In 2007, she was awarded the inaugural Pamela Weston Scholarship (through the Clarinet and Saxophone Society of Great Britain) to study the work of the 18th/19th century workshop of the clarinet maker Heinrich Grenser. As a final year undergraduate she was also awarded prizes for her contribution and dedication to the field of Early Music, and was awarded the Frederick Niecks prize for gaining the highest mark in her year for her dissertation (The History and Current Location of the Boddington-Pyne Collection of Instruments). In 2010 she was give a Gribbon Award by the American Musical Instrument Society to give a paper at their Annual Meeting in Washington D.C.

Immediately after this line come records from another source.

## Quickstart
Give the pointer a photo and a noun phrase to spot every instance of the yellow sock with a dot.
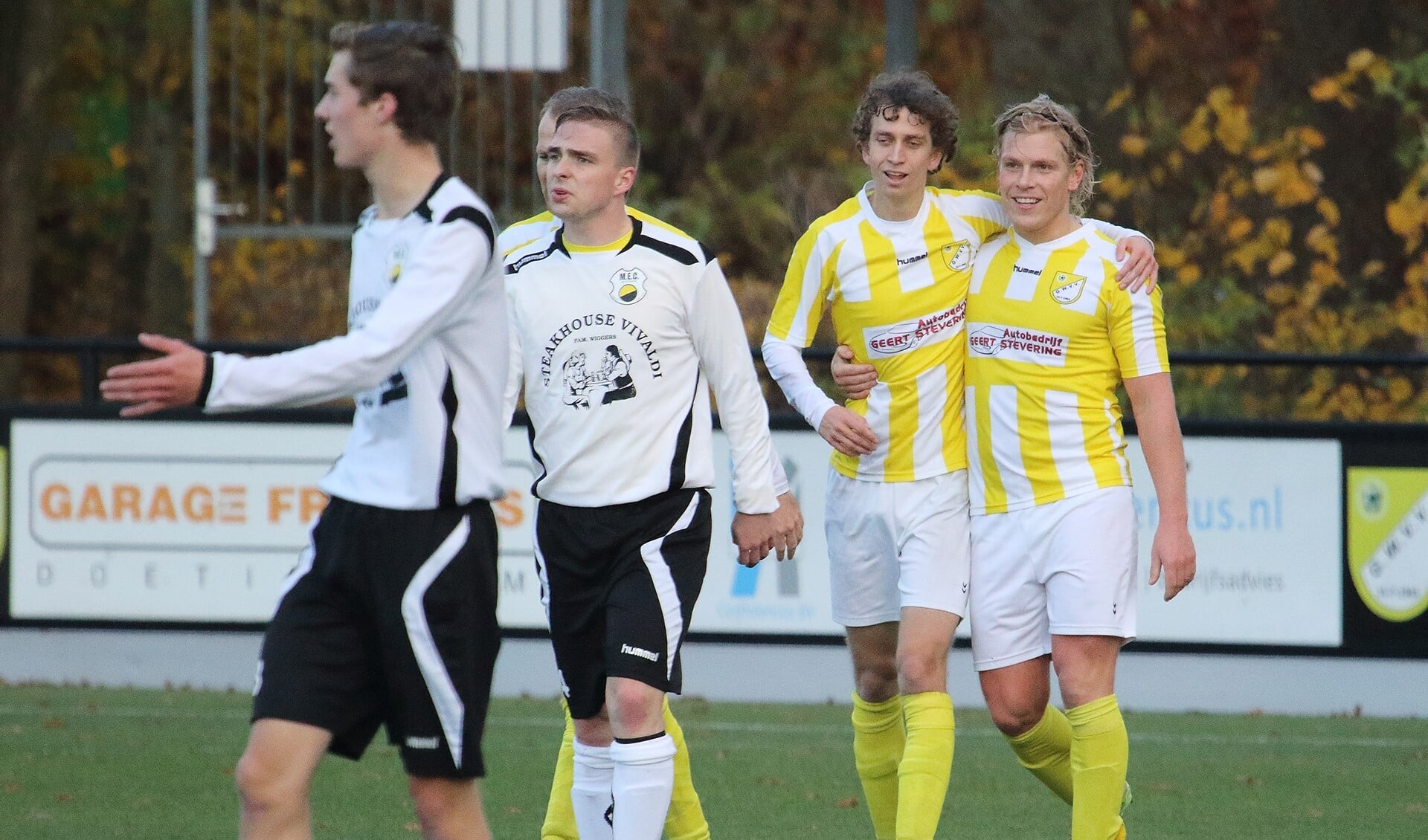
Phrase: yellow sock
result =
(560, 815)
(927, 765)
(877, 751)
(686, 819)
(1100, 756)
(1046, 751)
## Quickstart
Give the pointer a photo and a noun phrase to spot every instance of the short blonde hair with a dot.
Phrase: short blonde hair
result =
(1046, 114)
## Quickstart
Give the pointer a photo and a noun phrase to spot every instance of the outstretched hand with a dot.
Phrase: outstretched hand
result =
(169, 381)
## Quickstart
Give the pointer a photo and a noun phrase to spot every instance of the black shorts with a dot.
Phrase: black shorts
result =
(389, 618)
(622, 582)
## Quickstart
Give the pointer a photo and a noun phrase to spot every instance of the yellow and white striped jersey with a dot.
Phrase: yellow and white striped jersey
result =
(529, 230)
(897, 291)
(1052, 335)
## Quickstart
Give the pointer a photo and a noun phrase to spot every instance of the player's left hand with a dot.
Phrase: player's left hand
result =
(169, 381)
(1173, 552)
(787, 526)
(754, 537)
(1140, 267)
(855, 378)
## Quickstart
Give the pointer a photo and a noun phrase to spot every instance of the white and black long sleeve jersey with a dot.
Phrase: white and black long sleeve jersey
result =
(617, 349)
(425, 358)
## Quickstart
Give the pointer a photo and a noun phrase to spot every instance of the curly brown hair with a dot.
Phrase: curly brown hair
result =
(917, 93)
(413, 62)
(1046, 114)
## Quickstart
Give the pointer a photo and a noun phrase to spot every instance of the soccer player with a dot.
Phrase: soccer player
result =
(623, 512)
(390, 615)
(892, 264)
(686, 818)
(1052, 335)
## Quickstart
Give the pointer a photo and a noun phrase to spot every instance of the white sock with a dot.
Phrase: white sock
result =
(643, 785)
(590, 792)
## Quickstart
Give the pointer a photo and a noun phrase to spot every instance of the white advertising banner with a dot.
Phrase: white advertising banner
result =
(193, 521)
(202, 521)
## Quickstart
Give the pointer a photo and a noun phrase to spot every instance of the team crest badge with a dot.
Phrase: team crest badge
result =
(1066, 288)
(399, 256)
(959, 256)
(627, 285)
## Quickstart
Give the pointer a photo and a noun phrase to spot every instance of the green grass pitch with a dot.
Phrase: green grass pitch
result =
(82, 763)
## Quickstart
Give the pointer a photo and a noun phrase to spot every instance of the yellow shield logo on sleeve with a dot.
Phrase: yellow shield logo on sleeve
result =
(1066, 288)
(959, 256)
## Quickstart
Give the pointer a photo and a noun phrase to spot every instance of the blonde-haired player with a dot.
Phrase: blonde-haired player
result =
(892, 264)
(1050, 338)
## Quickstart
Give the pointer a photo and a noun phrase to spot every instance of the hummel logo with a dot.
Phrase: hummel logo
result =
(640, 652)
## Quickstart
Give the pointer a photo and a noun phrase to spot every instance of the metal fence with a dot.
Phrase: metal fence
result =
(262, 167)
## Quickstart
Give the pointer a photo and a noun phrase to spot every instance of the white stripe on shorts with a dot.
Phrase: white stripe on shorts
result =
(447, 702)
(664, 585)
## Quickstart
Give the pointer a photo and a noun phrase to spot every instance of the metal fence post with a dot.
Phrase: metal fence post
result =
(607, 48)
(900, 46)
(203, 223)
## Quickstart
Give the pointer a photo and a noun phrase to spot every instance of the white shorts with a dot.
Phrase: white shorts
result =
(897, 543)
(1066, 568)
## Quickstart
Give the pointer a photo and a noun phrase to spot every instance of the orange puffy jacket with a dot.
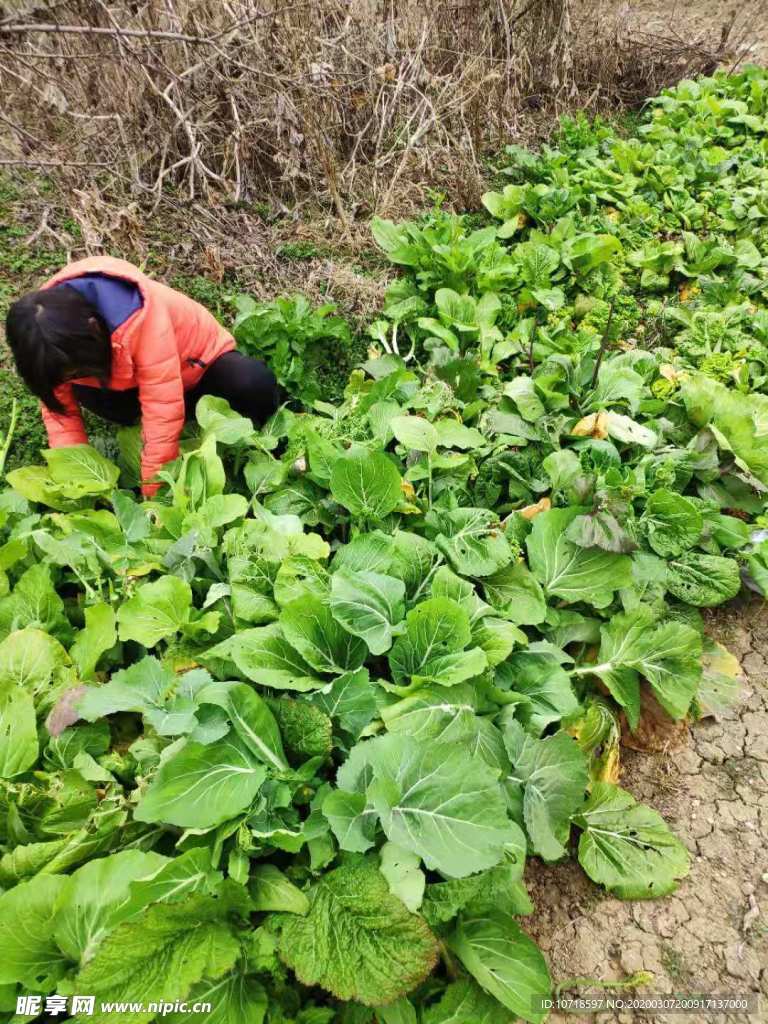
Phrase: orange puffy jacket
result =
(163, 349)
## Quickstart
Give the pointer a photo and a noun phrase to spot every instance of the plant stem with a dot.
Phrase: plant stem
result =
(8, 435)
(530, 348)
(603, 346)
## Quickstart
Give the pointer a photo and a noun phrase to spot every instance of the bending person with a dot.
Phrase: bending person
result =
(103, 336)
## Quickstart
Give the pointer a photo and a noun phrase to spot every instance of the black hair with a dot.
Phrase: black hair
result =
(56, 335)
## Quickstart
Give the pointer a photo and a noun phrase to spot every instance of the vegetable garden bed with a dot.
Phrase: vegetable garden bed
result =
(283, 739)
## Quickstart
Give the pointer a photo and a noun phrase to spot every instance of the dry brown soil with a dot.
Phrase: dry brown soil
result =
(712, 935)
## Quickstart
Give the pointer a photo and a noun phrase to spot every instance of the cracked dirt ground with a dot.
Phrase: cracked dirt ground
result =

Although Eleanor has worked in the two EUCHMI museums on a volunteer basis for over three years, she has recently been appointed as a part-time curatorial assistant. Her current duties involve cataloguing the Mirrey Collection of Early Keyboard Instrument (and the related archives). She has also been involved in editing papers for a book of conference proceedings from the 2007 Woodwind Colloquium held at the University in honour of the donation of the Sir Nicholas Shackleton collection, at which she also delivered a paper. More recently she has been appointed Reviews Editor for Delphian Records, one of the UK's fastest-growing independant record labels.

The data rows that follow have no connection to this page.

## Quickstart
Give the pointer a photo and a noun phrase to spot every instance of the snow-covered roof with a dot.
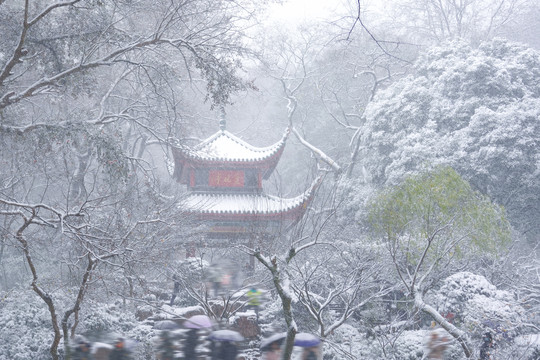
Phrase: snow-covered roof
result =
(224, 146)
(246, 204)
(240, 203)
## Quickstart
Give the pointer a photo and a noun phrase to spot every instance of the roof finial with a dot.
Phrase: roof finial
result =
(222, 122)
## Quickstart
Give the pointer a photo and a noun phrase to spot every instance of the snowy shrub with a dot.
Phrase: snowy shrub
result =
(479, 305)
(26, 330)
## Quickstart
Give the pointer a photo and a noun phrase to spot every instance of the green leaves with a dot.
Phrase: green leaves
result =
(440, 211)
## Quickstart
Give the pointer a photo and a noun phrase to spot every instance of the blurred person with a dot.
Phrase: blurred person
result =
(228, 351)
(309, 353)
(166, 346)
(486, 349)
(190, 344)
(274, 353)
(176, 289)
(82, 351)
(254, 300)
(119, 352)
(436, 345)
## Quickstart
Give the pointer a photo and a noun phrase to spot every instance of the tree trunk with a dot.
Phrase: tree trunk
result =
(456, 333)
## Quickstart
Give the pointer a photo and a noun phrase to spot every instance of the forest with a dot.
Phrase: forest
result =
(418, 119)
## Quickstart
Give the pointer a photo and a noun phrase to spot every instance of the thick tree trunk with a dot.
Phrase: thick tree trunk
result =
(456, 333)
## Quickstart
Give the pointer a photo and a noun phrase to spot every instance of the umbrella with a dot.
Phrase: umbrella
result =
(226, 335)
(166, 325)
(276, 338)
(198, 322)
(306, 340)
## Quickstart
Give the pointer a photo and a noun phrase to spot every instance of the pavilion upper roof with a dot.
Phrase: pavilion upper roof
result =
(226, 147)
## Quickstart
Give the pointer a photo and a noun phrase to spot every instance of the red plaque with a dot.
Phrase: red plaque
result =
(226, 178)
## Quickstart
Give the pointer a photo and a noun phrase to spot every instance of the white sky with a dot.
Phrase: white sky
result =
(296, 11)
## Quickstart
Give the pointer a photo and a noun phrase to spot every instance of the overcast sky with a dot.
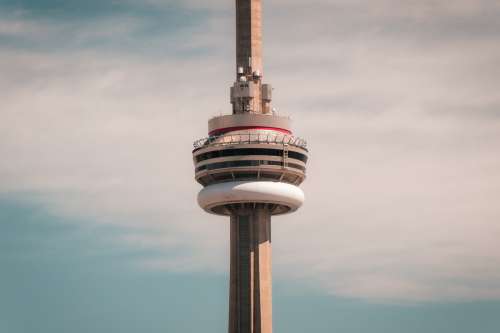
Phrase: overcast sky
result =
(100, 102)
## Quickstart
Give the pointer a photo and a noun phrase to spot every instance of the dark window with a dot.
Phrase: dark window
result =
(236, 164)
(251, 152)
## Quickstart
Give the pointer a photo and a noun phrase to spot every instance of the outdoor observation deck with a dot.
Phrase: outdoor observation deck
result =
(260, 155)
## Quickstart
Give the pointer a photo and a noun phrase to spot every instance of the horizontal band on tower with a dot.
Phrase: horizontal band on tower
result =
(222, 131)
(237, 122)
(215, 196)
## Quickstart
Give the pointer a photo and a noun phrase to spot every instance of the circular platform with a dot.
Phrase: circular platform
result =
(217, 198)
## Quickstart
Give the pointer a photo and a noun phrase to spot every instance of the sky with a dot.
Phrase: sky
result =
(100, 102)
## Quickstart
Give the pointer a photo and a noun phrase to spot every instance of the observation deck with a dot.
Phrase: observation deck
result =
(259, 155)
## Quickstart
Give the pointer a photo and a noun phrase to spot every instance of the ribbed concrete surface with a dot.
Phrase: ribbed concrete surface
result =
(250, 296)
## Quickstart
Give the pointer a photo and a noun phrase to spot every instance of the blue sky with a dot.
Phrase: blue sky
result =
(101, 100)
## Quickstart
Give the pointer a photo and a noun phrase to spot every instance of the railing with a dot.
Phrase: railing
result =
(231, 139)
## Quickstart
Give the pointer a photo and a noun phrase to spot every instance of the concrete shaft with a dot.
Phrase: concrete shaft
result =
(249, 35)
(250, 296)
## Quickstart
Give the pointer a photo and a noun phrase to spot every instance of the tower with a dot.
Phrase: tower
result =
(250, 167)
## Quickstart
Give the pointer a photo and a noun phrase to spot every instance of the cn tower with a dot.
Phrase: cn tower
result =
(250, 167)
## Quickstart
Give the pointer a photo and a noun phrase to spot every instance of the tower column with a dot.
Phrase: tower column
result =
(250, 295)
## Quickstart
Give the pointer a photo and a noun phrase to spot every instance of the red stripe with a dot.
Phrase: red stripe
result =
(221, 131)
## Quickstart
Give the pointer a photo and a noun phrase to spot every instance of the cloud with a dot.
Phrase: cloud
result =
(400, 109)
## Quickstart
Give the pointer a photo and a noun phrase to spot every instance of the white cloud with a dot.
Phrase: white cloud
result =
(404, 132)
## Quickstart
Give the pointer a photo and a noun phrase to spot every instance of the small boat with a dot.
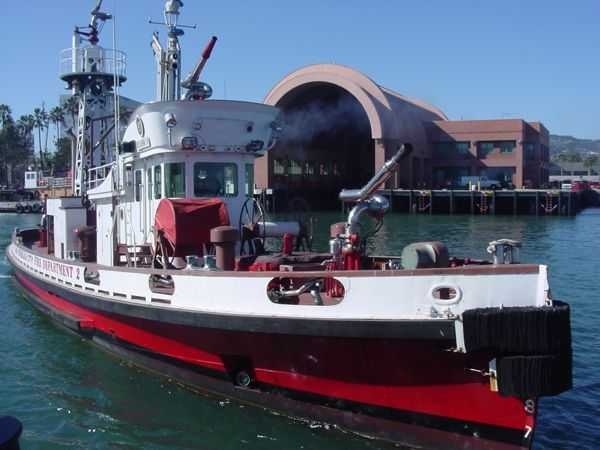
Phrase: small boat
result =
(161, 257)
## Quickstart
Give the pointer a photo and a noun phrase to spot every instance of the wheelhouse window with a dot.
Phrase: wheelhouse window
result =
(215, 180)
(157, 182)
(278, 167)
(175, 180)
(309, 168)
(138, 185)
(295, 167)
(249, 169)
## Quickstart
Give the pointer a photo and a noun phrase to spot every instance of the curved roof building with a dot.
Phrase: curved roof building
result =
(340, 126)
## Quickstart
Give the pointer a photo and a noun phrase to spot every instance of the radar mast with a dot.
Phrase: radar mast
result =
(91, 73)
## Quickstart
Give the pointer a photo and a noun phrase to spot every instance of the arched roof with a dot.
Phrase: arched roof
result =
(391, 115)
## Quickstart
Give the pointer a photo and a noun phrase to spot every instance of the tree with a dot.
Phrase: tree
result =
(61, 159)
(57, 117)
(40, 120)
(14, 146)
(5, 114)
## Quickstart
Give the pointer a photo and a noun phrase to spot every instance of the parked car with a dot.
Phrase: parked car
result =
(482, 181)
(578, 186)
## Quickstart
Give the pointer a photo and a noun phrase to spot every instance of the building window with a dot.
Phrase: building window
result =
(278, 167)
(529, 149)
(215, 180)
(309, 168)
(149, 183)
(157, 182)
(138, 185)
(295, 167)
(452, 147)
(175, 180)
(506, 146)
(484, 149)
(462, 148)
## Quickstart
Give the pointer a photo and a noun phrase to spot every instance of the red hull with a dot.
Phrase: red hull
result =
(416, 382)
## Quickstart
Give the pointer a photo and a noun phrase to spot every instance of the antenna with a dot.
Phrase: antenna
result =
(169, 60)
(92, 31)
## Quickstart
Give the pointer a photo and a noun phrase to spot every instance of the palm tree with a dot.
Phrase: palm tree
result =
(5, 114)
(590, 161)
(39, 120)
(57, 117)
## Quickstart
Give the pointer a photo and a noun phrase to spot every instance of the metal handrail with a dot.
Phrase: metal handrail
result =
(92, 60)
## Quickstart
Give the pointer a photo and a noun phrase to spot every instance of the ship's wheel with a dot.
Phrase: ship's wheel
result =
(252, 228)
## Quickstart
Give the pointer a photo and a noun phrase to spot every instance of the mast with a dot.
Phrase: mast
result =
(92, 73)
(168, 61)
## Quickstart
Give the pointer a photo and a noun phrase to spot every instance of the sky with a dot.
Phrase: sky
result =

As well as Organology, Eleanor is also interested in the history (and performance) of Sacred Choral Music, and undertook a short Masters project on the Reintroduction of the Requiem Mass into the Church of England after the Effects of the Oxford Movement. She is also an active church musician, having sung soprano since the age of five, and is an amateur keyboard player. Recently she has taken up the Bass Viol, and plays regularly with the University of Edinburgh's Beginners Consort under Patsy and Murray Campbell. She particularly dislikes describing herself in the third person.